Listening to the radio last night, I heard a performer refer to herself as a journalist.
It made me cringe.
Most of the news readers and show people who clutter the networks are nothing more than pretty faces employed by mega-corporations to jack up ratings by reading prepared texts in as menacing and frightening voices as possible.
Often, I wonder if they actually believe the nonsense their masters put in front of them.
To be sure, they play it well.
They proclaim "Breaking news!" with such gusto we might actually fall into the trap of believing the hype.
And that's what's wrong.
It's hyperbole, melodrama, controlled fearmongering.

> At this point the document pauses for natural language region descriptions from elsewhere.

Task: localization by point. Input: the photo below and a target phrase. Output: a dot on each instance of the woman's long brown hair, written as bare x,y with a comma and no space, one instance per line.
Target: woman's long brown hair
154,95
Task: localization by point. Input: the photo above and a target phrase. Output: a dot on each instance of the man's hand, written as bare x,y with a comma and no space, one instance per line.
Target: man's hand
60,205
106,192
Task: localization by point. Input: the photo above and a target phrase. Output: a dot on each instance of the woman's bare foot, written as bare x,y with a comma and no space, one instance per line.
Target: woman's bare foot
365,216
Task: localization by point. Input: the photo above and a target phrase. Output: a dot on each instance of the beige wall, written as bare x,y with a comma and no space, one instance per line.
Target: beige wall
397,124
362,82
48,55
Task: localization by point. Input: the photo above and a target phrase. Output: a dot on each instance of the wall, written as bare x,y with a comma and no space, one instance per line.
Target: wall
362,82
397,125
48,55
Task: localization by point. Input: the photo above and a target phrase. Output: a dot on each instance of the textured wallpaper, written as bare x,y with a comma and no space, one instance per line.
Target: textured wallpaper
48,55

Purposeful phony hysteria.
Polls, polls, polls.
Manufactured controversy.
Negativity above all.
I used to defend news readers.
It seemed impossible to me that they would be overpaid shills for their corporate masters.
But my eyes are wide open now.
While the Martha Raditzes, Richard Engelses and a few others who seriously research their topics and report from that research are clearly the exceptions, the so-called "journalists" like John Dickerson, Wolf Blitzer and Chuck Todd are mere celebrities, readers of scripts.
It's all about ratings.
It's all about viewer share.
It's too often about who can be most sensational.
There are few people I listen to or watch anymore. BBC News, Al Jazeera America and NPR can always be counted on to give fair, unbiased news.
When I want educated commentary, I turn to Rachael Maddow, the smartest person on any network.
Labeling performers as journalists does a huge disservice to the dedicated men and women who capably "journal" the events of our times.
It's also an indictment on the gullibility of today's news consumer.